BOOK REVIEW:

HORSE GAMES

AUTHOR: BOB THOMPSON

PUBLISHED BY: MERLIN UNWIN BOOKS

COVER PRICE: £20

LIFELONG rider and horseman, Bob Thompson’s quest to record as much information as possible about the world’s remaining tribal horse games has taken him to some of the most remote places in the world.

Thompson started riding as a young boy, going on to take part in his first point-to-point as a teenager before entering The Life Guards, better known as the Household Cavalry, in 1966.

The lure of a trip to central Afghanistan looking for the lost ancient city of Firozkoh, saw him leave the army. While watching a game of buzkashi (effectively a national contest that involves two mounted sides dragging a dead goat or calf), he was told that a banned ancient horse game was still played somewhere in eastern Turkey, this sparked off what became a lifelong quest to record the last of the tribal horse games played in Asia and Africa.
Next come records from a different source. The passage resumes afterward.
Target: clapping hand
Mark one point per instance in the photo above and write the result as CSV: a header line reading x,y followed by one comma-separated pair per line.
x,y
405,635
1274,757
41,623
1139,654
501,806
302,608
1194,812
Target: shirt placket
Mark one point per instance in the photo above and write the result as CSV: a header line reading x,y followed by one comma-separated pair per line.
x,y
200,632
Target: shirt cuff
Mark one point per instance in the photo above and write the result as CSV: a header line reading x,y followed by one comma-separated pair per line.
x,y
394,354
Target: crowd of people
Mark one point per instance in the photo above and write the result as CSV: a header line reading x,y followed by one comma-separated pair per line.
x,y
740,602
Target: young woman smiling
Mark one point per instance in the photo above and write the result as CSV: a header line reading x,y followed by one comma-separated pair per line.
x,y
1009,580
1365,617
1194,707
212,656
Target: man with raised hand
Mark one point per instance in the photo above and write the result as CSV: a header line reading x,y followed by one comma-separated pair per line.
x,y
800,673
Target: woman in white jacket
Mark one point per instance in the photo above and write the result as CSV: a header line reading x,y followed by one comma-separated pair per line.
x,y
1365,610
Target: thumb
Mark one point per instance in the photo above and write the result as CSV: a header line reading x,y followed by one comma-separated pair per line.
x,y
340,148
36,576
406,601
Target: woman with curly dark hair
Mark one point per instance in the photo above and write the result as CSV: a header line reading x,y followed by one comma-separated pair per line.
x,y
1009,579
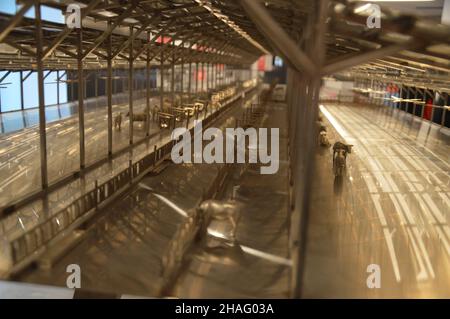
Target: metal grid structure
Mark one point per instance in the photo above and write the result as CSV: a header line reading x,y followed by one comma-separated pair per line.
x,y
315,38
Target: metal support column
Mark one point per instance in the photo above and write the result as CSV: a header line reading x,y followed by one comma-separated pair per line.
x,y
21,91
196,78
203,77
81,98
182,82
161,93
172,83
130,85
147,82
109,92
190,81
40,74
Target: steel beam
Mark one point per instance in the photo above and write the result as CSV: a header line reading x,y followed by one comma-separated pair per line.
x,y
40,74
81,91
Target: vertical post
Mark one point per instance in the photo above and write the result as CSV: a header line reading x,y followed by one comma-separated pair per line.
x,y
196,78
109,92
81,98
190,81
130,85
21,91
203,76
57,89
40,74
147,82
172,83
95,84
161,93
207,76
215,75
182,82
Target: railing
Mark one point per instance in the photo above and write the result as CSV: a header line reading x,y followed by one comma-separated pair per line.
x,y
24,248
417,109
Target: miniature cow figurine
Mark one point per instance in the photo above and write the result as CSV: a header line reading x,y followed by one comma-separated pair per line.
x,y
139,117
215,210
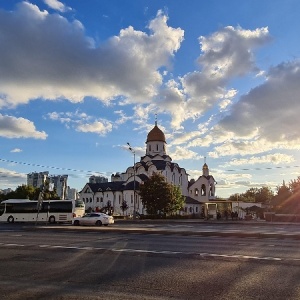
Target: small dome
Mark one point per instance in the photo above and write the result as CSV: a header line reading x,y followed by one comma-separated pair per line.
x,y
156,134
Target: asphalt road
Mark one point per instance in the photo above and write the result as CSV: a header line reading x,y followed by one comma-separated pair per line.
x,y
84,263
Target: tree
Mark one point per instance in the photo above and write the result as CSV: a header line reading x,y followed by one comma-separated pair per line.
x,y
160,197
261,195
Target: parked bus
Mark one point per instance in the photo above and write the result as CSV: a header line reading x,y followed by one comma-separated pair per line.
x,y
24,210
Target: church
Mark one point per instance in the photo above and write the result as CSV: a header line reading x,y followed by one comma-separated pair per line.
x,y
123,187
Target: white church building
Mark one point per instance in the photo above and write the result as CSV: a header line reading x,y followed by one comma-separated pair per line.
x,y
123,187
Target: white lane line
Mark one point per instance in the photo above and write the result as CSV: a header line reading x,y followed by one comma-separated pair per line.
x,y
156,252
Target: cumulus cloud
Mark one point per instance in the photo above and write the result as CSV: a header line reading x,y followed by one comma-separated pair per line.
x,y
16,150
225,54
12,127
99,127
270,110
276,159
57,59
57,5
11,179
180,153
82,122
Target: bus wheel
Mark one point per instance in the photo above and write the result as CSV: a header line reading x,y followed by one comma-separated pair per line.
x,y
99,223
10,219
52,220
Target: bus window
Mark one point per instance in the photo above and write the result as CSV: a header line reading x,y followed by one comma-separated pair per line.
x,y
79,203
2,207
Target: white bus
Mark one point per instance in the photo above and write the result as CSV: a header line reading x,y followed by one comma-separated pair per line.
x,y
24,210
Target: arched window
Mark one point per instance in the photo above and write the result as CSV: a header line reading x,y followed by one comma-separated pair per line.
x,y
203,190
211,190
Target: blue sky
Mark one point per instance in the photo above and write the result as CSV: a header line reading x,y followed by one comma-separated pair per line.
x,y
78,81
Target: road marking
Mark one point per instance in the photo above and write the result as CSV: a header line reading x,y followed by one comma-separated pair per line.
x,y
127,250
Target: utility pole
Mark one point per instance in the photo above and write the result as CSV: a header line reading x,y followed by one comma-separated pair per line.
x,y
134,206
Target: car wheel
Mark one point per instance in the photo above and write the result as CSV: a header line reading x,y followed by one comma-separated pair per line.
x,y
10,219
52,220
99,223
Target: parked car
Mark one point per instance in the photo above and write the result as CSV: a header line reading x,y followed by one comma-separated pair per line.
x,y
97,219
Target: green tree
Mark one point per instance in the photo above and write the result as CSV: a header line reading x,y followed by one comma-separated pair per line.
x,y
160,197
258,195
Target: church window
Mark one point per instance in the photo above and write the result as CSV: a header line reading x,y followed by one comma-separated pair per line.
x,y
211,190
203,190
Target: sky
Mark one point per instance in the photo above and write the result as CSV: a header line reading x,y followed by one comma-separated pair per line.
x,y
81,79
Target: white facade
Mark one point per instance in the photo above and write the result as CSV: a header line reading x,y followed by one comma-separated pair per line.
x,y
122,186
203,189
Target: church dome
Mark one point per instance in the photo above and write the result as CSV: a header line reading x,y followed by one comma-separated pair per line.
x,y
156,135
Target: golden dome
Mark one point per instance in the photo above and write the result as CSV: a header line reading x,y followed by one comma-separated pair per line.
x,y
156,135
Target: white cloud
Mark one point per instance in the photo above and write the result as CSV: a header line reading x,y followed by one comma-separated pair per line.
x,y
226,54
11,179
270,159
181,153
12,127
270,110
100,127
59,61
16,150
57,5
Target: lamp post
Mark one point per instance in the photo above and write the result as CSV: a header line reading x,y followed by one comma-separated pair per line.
x,y
133,151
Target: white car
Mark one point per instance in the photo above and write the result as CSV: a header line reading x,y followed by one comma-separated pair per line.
x,y
97,219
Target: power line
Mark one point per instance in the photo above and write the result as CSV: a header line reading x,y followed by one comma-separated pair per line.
x,y
261,169
49,167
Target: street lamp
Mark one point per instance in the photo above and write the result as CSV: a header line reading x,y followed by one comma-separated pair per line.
x,y
133,151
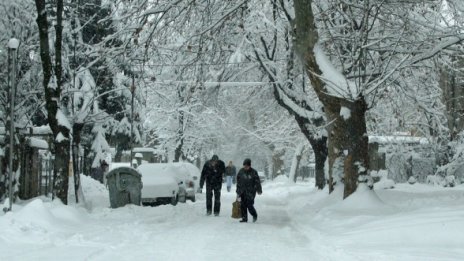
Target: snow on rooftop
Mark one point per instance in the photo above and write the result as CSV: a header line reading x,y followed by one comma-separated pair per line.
x,y
393,139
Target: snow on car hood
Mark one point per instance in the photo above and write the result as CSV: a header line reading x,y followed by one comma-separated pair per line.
x,y
157,183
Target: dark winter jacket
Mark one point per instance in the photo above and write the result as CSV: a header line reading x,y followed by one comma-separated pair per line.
x,y
248,183
212,173
231,171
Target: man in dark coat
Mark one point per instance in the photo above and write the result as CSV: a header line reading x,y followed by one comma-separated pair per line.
x,y
248,184
230,175
212,173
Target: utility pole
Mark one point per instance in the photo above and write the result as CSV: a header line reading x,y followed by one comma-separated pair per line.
x,y
13,45
132,118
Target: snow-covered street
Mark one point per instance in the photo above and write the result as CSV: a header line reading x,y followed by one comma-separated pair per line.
x,y
295,222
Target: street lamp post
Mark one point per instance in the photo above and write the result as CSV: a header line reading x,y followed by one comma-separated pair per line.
x,y
13,45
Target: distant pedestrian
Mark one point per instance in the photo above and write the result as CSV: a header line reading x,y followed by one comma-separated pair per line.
x,y
230,175
248,184
212,173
It’s an epic journey that took him from the buzkashi horsemen in Afghanistan and Mongolia to the dancing horses of Mali and the mounted Oromo spearmen of Ethiopia. Along the way through almost countless countries, he documents what are the last vestiges of the skills of the war horse and inevitably, he encounters some very hairy experiences which are probably best left to the reader to discover for themselves!

When not travelling, he and his wife Sue farm in the Welsh Borders and enjoy racing and in between this, Thompson found the time to put together this unusual but unique book, spanning almost 300 pages.

The images in the book are a throwback to ancient times and provide the reader with an extraordinary ringside seat to cultures and practices ongoing today which are literally a world away from what the average western person could even imagine.

From mounted eagle hunters to nomads, where the horse still rules supreme from transport to trade, Thompson takes the reader through a largely undocumented world. While this book may not be for everyone, it certainly throws a different light and perspective on parts of the world and must be valued for that.